MORE than 60 per cent of the country’s population now lives in states either ruled by the BJP alone or in partnership. After Saturday’s results, the population under NDA-ruled states has gone up from 46.2 per cent of the country’s total to 61.1 per cent. Going by the Census 2011 data, the NDA states’ population tally (740.1 million) is now nearly seven times that of the states ruled by the Congress and its allies (107.2 million).
The population under the six Congress-led states and those ruled by it through alliances has also surged from 6.4 per cent to 8.9 per cent, thanks largely to the addition of Punjab. But at 107.2 million, it is just a little over half the population of just one state that came into the BJP fold on Saturday — Uttar Pradesh’s 199.81 million.

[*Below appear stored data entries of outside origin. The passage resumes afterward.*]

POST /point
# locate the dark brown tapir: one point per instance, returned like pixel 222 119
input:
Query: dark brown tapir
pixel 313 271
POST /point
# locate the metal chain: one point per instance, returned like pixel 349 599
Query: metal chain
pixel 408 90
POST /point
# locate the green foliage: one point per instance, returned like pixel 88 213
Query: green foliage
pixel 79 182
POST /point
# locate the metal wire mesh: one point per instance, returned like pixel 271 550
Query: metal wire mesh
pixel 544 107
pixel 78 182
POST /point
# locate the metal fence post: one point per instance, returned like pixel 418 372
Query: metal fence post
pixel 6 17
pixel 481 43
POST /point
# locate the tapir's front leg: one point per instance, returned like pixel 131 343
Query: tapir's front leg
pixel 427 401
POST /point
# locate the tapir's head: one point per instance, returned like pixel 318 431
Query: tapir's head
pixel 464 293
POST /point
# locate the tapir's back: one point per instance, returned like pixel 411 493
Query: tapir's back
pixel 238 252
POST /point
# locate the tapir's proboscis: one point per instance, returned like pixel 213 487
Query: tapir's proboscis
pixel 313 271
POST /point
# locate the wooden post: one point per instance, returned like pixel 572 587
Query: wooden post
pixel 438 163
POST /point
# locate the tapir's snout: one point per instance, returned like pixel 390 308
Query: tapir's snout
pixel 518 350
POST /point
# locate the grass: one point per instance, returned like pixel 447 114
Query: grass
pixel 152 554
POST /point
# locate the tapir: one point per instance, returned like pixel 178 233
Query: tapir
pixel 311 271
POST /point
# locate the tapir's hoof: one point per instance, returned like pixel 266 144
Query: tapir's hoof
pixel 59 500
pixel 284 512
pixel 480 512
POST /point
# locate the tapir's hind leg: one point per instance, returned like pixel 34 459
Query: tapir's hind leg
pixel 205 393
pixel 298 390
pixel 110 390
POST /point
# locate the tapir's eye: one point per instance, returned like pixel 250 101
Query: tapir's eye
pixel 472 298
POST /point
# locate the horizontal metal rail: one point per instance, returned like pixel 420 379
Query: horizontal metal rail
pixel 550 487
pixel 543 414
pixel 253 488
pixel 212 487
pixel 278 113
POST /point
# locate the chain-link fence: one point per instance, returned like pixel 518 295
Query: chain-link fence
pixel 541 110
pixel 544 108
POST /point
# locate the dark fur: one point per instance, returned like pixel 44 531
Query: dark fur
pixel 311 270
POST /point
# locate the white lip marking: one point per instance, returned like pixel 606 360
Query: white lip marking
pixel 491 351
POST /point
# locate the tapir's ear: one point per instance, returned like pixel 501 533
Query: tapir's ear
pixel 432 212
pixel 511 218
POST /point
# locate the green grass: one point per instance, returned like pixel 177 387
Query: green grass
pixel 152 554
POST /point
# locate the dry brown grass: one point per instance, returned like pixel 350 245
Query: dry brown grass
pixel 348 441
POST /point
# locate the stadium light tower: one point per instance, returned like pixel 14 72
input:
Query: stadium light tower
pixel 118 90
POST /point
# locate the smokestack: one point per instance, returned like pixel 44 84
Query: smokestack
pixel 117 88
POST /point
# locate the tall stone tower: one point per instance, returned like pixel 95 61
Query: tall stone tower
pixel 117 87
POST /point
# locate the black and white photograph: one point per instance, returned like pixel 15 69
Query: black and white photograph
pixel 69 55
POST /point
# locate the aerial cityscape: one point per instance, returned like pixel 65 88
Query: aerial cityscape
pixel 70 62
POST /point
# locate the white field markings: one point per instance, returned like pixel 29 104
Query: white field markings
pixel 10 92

Apart from UP, five other of the 10 most populous states in the Census 2011 are now in the NDA fold, including Maharashtra (112 million), Andhra Pradesh (84 million), Madhya Pradesh (72 million), Rajasthan (68 million), and Gujarat (60 million).
The four others in this list ruled by other parties are Bihar, West Bengal, Karnataka and Tamil Nadu.
The stunning Uttar Pradesh victory also means the BJP controls three of the four original BIMARU states, which are now the country’s fastest-growing, as well as states that are hubs of industrial activity (including Gujarat, Maharashtra, Uttarakhand and Andhra Pradesh). This will come in handy when the BJP tries to project high growth achievement — though on a low base — in the 2019 general elections.
Latest statistics released by McKinsey & Co project India’s growth over the next decade to be led primarily by eight high-performing states — Gujarat, Haryana, Maharashtra, Andhra Pradesh, Telangana, Tamil Nadu, Himachal Pradesh and Uttarakhand. Five of these are in the NDA fold, while only one is under Congress rule now.
These states, according to projections by the consulting firm in a new report titled ‘India’s Economic Geography in 2025: states, clusters and cities’, will account for 52 per cent of incremental GDP between 2012 and 2025.
The study also projects that five states, West Bengal, Madhya Pradesh, Odisha, Chhattisgarh and Rajasthan, will be able to lift 18 million households from poverty and account for 51 million, or 30 per cent of all neo-middle class families in India. All these states are outside the Congress fold.